ResolvedDomains - Log Analytics Custom Log

This is the custom log where RDAP Query Engine writes its results to. In my current implementation the tables consists of the domain name (domainName_s) and domain registration date (registrationDate_t). There is a LOT more information available in an RDAP record, however for this particular case I merely wanted to know when a domain was registered so that if a user were to travel to a domain that was registered within the last 30 days I could raise an alert. This is a configurable value.

Newly Registered Domain Detected - Azure Sentinel Analytic Rule

This rule is based on the information contained in the ResolvedDomains_CL log table. It runs once an hour and looks for any new records in the ResolvedDomains_CL table that have a registration date within the last 30 days

ResolvedDomains_CL
| where TimeGenerated >= ago(1h)
| where registrationDate_t >= ago(30d)

If so, it then raises an alert in Azure Sentinel for an analyst to investigate

The Azure Function

Now that we understand where the source data is coming from, time to look at the Azure Function itself. The basic Azure Function triggered every 30 minutes and the first thing it does is call into LogAnalytics and runs the GetDomainsForRDAP Function. For each domain that is returned, it extracts the Top Level Domain (TLD) and calls the RDAP BootStrap server to find the server that handles that particular TLD. For example, if the domain we're looking up is crazyfunnyhats.com the function extracts the TLD as "com", calls the bootstrap server (https://data.iana.org/rdap/dns.json) and discovers that the COM TLD is serviced by "https://rdap.verisign.com/com/v1/". It then calls that service endpoint with the properly constructed URI ("https://rdap.verisign.com/com/v1/domain/crazyfunnyhats.com") parses the results and then calls the Log Analytics API to insert the registration data into the ResolvedDomains_CL table.

Workflow Diagram

Gotchas / Issues / Bugs


The following are some issues I’ve run into on this project. I am still working on more elegant solutions for them, but for now the workarounds (if available) seem to work.

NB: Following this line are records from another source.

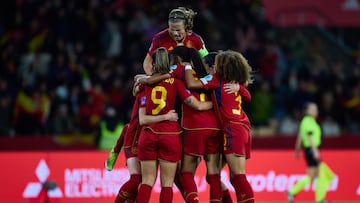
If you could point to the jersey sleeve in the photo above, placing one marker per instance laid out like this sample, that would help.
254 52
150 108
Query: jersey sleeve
210 82
177 71
182 91
245 94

GetDomainsForRDAP returns IP addresses (both IPv4 and IPv6) and they don't resolve

This is an artifact of the way that DeviceNetworkEvents returns data. If the target was an IP address then DeviceNetworkEvents returns that information. Since RDAP Query Engine doesn't process IP addresses at this time there are some remnants left in the GetDomainsForRDAP query. These are ignored / error out in the subsequent RDAP query so they don't cause any issues. Future plans are to clean up the GetDomainsForRDAP function to ignore these scenarios completely.